Das für einen Wahlkampf in der Endphase eher ungewöhnliche Prozedere wiederholte sich nur wenige Tage später. Da tauchte Trump mit Reportern im Schlepptau bei der Eröffnung seines neuen 212 Millionen Dollar teuren Luxushotels in Washington auf, wenige Schritte vom Weißen Haus entfernt.
Er prahlte, das Hotel habe weniger gekostet und sei früher fertig geworden als geplant. Trump klang wie sein eigener PR-Sprecher. Nur mit Mühe schaffte er den Dreh zu seinem aktuellen politischen Hauptjob: „Das ist ein Zeichen dafür, was wir als Land schaffen können“, rief er der Besuchermenge zu, ehe er das Hotel für eröffnet erklärte. Solche Auftritte zeigen, was für ein Spagat Trumps Präsidentschaftskandidatur eigentlich ist.

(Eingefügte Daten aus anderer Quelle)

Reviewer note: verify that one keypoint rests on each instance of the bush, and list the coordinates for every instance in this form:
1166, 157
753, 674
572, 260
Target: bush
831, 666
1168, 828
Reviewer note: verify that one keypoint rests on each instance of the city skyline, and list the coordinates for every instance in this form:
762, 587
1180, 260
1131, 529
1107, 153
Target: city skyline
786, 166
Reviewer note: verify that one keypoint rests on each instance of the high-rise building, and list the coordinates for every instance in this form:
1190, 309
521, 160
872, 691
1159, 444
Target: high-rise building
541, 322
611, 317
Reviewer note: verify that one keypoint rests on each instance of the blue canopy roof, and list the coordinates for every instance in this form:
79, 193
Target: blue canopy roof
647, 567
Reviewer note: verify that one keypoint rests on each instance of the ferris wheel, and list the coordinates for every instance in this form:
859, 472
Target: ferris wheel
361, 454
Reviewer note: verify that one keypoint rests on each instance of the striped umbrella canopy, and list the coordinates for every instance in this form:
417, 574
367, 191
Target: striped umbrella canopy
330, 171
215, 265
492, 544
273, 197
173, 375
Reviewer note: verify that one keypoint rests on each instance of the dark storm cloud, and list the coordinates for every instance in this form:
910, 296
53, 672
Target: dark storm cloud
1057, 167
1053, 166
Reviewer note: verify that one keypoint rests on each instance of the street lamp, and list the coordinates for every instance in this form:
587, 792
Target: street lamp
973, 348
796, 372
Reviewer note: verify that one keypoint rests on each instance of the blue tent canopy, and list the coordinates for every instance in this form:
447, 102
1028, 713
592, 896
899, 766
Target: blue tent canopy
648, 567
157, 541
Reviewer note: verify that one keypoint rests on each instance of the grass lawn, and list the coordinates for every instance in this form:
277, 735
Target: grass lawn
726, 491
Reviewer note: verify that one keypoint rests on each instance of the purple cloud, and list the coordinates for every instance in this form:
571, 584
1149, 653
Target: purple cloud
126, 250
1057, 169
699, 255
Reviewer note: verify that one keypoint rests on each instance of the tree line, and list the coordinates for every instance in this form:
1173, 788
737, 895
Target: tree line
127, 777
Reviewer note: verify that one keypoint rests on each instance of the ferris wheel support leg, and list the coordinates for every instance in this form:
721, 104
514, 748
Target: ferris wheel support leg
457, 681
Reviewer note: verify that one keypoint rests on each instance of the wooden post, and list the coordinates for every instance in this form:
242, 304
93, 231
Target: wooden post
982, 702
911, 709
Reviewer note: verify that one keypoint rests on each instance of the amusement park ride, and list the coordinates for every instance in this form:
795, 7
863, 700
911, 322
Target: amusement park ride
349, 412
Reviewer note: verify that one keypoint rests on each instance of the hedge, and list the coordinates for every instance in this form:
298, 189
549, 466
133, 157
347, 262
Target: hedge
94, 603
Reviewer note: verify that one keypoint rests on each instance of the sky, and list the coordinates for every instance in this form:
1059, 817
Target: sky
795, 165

Trumps wirtschaftspolitische Pläne
Trump will für mehr Wachstum in der US-Wirtschaft sorgen. „Bessere Jobs und höhere Löhne“, lautet eines seiner Kernziele. Der Immobilien-Unternehmer will die Staatsschuldenlast der USA von fast 19 Billionen Dollar abbauen. Er bezeichnet die Schuldenlast als unfair gegenüber der jungen Generation und verspricht: „Wir werden Euch nicht damit alleine lassen“. Defiziten im Staatshaushalt will er ein Ende bereiten.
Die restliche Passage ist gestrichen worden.